Love, sex and disability

Love, sex and disability

Author Malini Chib, who was in town recently, wonders why women with a disabling condition are considered asexual and are supposed to be bereft of emotional needs?

When did your family first get to know of your disabling condition?

I was born in Kolkata in 1966. My mother was in labour for a lengthy 40-hour period and during this process, the umbilical cord got entangled around my neck, resulting in a lack of oxygen for a few seconds to my brain. That resulted in me having a severe disabling condition called cerebral palsy. I am told that the paediatrician in charge kept repeating to himself: ‘It was a mistake. I should have carried out a Caesarean… Let’s see if she survives… I am not sure if she will survive… at the most 72 hours”. But I survived and my parents decided that shifting to London would be the best bet to address my condition. So, we went.

How much of what you’ve achieved in life will you attribute to the fact that you come from a very privileged and well-educated family?

I am fortunate that I came from a very well educated family. Both my grandfathers had been educated in England and my great aunt was Lotika Sarkar — the first woman from India to have gone to Newnham College, Cambridge. Both my father and uncle had their higher education at Cambridge too. I educated myself, learnt to type with my one little finger and speak through the Lightwriter. I have two international Masters degrees in Women’s Studies and Library Sciences and Information Management. I’ve traveled extensively in India and abroad and have delivered a lecture at the Sorbonne University as well. I have lived alone in London, learnt to navigate through the traffic with my electric wheelchair, gone holidaying with friends to France and pub-crawling in London too.

Your book, One Little Finger, mentions the divorce of your parents as one of the most traumatic periods of your life…

After the Centre for Special Education was set up, my mother put in a lot of her contribution. While my mother was eager to spend her free time with my brother and me, my father wanted more of her time so that he could take her along with him when he needed to socialize and network for being in the advertising profession. This led to little time for each other and a realization that they were incompatible in many ways. My parents got divorced and what followed was a traumatic time for my mother, brother and me. I was eight and my brother three. Although I had no friends, my cousins were, and still remain, my close friends.

You’ve also desired a man who confessed to have feelings for another man…

Yes. He was a dear friend called Zubin. He understood me perfectly. We shared a great deal together. One day, Zubin told me that he loves men sexually and had a partner from Belgium. I was devastated. For days, I would weep silently. I was 21 then and wanted male attention like all my other girlfriends. I have had a hard time accepting that I’m trapped in a rejected body that is not sexually attractive. But most men look at me as asexual.

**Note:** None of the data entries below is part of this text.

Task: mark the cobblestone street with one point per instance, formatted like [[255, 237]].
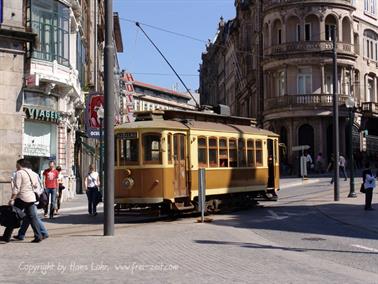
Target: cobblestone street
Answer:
[[291, 241]]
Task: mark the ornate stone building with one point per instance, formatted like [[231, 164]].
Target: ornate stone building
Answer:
[[297, 70], [229, 72]]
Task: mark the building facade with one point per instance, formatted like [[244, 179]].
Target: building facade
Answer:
[[297, 75], [14, 39], [51, 56]]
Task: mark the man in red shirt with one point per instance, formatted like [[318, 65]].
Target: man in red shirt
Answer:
[[50, 177]]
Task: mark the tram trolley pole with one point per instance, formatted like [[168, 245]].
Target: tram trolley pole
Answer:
[[202, 193]]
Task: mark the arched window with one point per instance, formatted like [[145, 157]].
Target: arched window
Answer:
[[370, 44], [306, 137]]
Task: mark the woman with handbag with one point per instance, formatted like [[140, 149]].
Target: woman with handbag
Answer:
[[61, 187], [92, 182], [368, 186]]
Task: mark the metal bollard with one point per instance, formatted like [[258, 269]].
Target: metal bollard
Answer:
[[202, 192]]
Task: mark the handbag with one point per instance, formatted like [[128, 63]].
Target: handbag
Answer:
[[362, 189], [98, 196]]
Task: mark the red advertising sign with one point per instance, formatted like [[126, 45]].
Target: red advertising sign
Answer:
[[94, 105]]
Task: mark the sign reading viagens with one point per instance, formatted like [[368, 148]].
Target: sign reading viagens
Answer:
[[41, 114]]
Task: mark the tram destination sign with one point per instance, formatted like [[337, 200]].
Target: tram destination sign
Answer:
[[127, 135]]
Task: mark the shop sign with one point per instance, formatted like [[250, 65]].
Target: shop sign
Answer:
[[34, 149], [94, 102], [41, 114]]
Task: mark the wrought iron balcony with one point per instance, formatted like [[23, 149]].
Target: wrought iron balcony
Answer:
[[302, 101], [274, 3], [309, 46]]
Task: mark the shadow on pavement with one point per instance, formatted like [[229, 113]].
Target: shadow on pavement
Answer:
[[341, 220], [258, 246]]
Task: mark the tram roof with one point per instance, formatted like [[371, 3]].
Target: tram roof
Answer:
[[158, 120]]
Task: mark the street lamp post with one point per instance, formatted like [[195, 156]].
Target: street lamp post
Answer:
[[335, 99], [100, 114], [350, 106], [109, 52]]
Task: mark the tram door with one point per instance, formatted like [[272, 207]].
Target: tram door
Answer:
[[271, 159], [179, 155]]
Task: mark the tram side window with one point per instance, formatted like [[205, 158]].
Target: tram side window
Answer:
[[233, 155], [259, 153], [151, 146], [242, 154], [169, 145], [129, 151], [251, 152], [213, 152], [223, 155], [202, 152]]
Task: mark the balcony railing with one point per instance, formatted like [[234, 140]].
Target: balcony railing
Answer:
[[309, 46], [299, 101], [272, 3]]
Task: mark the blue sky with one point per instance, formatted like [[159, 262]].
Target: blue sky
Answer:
[[195, 18]]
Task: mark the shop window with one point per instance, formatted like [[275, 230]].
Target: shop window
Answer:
[[251, 152], [129, 152], [233, 154], [169, 146], [151, 146], [223, 153], [259, 153], [241, 153], [213, 152], [49, 19], [202, 152], [307, 32]]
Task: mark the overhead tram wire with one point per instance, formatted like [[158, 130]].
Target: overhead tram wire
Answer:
[[207, 42], [169, 64]]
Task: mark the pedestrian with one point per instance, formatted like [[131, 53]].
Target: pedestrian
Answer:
[[60, 189], [369, 185], [309, 162], [26, 222], [342, 164], [319, 163], [50, 177], [23, 197], [92, 182]]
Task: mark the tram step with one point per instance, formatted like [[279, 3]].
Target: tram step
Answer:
[[182, 207]]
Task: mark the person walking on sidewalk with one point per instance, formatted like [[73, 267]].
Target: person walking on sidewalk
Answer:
[[23, 197], [343, 167], [60, 189], [369, 185], [92, 182], [50, 177], [26, 222]]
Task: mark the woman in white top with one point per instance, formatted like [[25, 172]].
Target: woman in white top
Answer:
[[92, 182]]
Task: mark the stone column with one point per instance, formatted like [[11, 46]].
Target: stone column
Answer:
[[322, 80]]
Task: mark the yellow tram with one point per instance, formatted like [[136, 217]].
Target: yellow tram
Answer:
[[158, 157]]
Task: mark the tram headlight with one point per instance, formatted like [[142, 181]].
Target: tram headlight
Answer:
[[128, 183]]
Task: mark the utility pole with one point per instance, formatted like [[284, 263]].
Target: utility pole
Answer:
[[109, 121], [335, 99]]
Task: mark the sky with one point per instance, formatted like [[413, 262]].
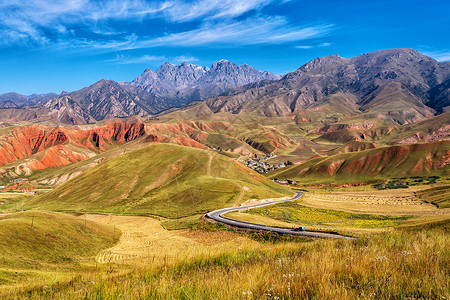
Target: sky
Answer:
[[65, 45]]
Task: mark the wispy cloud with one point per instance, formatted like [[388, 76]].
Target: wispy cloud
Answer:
[[313, 46], [90, 24], [269, 30], [128, 59], [212, 9], [443, 55]]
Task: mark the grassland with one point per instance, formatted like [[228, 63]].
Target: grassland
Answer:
[[371, 166], [42, 247], [403, 264], [439, 196], [165, 180], [12, 201], [325, 219]]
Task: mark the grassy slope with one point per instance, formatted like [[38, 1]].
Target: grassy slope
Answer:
[[325, 218], [439, 196], [379, 163], [162, 179], [402, 264], [56, 242]]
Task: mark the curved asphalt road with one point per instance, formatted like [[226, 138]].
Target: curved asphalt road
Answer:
[[216, 215]]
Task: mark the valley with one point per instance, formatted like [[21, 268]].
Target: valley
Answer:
[[105, 191]]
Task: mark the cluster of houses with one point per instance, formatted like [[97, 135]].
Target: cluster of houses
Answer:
[[261, 165]]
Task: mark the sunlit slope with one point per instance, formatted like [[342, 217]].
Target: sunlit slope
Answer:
[[162, 179], [383, 162], [45, 240], [439, 196]]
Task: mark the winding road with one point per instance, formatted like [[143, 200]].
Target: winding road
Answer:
[[216, 215]]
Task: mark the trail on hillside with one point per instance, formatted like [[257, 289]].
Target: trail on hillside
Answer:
[[208, 169], [145, 241]]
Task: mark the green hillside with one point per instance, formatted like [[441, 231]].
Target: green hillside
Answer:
[[163, 179], [372, 164], [439, 196], [37, 244]]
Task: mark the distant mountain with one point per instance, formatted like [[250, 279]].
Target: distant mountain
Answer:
[[181, 84], [397, 84], [15, 100]]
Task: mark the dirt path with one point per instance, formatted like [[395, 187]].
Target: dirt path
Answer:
[[208, 168], [145, 241]]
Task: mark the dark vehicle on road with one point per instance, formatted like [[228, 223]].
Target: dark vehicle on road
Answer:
[[301, 228]]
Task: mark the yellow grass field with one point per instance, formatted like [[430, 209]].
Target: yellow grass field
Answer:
[[145, 242]]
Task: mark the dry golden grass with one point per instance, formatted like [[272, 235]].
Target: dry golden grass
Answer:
[[386, 202], [403, 264], [260, 220], [145, 241]]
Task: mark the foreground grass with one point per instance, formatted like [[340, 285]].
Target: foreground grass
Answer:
[[439, 196], [38, 246], [411, 263]]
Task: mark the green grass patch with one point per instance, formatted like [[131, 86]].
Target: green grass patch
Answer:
[[164, 180], [308, 216], [439, 196], [43, 241]]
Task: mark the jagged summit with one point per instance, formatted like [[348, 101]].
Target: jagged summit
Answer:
[[188, 82]]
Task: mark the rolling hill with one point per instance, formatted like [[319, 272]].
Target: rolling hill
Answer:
[[394, 85], [163, 179], [372, 164], [43, 245]]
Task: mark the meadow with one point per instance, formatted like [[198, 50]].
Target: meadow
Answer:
[[407, 263], [401, 251]]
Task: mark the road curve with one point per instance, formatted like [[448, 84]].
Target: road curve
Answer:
[[216, 215]]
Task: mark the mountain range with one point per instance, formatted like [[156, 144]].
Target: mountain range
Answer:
[[152, 92], [395, 86]]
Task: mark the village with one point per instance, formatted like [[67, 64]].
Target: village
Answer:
[[262, 165], [20, 185]]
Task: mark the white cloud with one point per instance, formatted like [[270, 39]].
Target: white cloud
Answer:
[[71, 23], [313, 46], [127, 59], [270, 30], [182, 11], [443, 55], [180, 59]]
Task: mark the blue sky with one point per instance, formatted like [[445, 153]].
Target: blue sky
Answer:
[[50, 46]]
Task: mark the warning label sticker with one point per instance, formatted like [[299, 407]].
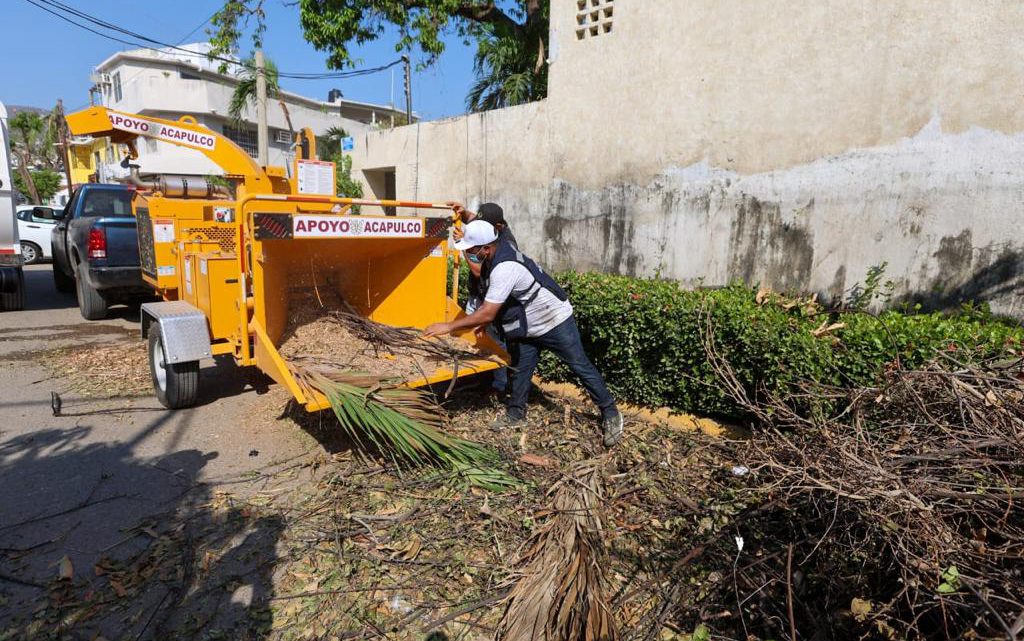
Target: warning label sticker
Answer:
[[163, 230]]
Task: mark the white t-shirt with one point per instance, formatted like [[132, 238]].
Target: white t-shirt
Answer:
[[544, 313]]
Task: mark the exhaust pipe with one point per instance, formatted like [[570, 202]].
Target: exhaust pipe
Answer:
[[177, 186]]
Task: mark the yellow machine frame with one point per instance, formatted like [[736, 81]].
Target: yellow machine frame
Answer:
[[235, 250]]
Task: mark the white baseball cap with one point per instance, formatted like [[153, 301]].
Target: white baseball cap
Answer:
[[476, 233]]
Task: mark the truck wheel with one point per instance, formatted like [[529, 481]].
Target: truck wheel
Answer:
[[64, 283], [31, 253], [176, 384], [90, 302], [14, 301]]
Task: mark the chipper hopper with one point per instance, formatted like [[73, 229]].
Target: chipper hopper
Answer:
[[226, 255]]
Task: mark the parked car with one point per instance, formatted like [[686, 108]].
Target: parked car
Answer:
[[34, 227], [95, 249], [11, 274]]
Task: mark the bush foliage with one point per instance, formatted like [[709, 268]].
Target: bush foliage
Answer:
[[647, 337]]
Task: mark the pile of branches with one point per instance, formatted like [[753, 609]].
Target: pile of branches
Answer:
[[897, 516]]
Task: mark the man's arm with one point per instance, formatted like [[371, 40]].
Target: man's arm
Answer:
[[483, 314]]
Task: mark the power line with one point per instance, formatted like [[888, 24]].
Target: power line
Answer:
[[61, 10]]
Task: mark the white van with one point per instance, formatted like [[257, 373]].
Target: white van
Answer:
[[11, 278]]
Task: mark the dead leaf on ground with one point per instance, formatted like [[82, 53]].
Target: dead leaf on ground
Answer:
[[535, 460], [66, 570]]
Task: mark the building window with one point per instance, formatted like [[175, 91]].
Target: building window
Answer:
[[594, 17], [246, 138]]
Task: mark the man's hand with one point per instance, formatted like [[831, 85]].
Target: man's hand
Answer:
[[437, 329], [460, 211]]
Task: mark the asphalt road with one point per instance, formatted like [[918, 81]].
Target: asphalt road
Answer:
[[74, 484]]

What do you think is society’s assumption about sexual urges of disabled women?

Society thinks it is enough to include disabled people but what about including their physical and emotional needs? Once when I had said that I too have sexual desires, people around me had asked: “Why would you need sex?” I have also written an article on this titled “No Sex Please, You’re Disabled”. I admit to have outbursts too. Weddings often served as reminders that I possibly would never share such an equation with someone.
 Despite all this, you remain a very positive person. What keeps you going?
I believe that life is beautiful. I have my moments when I can’t control my tears. When I go to a restaurant and the waiter offers the menu card to everyone at the table except me, I feel bad. Even today, people who don’t know me automatically address the person I am with. They will talk about me in front of me but never with me! I’m a completely different person on the Net. Social networking has opened a new world for me. I realize I’ll continue to struggle and adjust to the reality of people shunning me. It’s the attitude of people that can make me feel included or excluded. I think, the art of living lies not just in confronting our troubles but minimizing them and focussing on the positive sides. Most of us are swimming against the tide of trouble but we need to make it to the shore and not let the wave engulf us.
Having written an autobiography, what would you want to pen next?

I don’t know. May be, a romance. I love reading romances.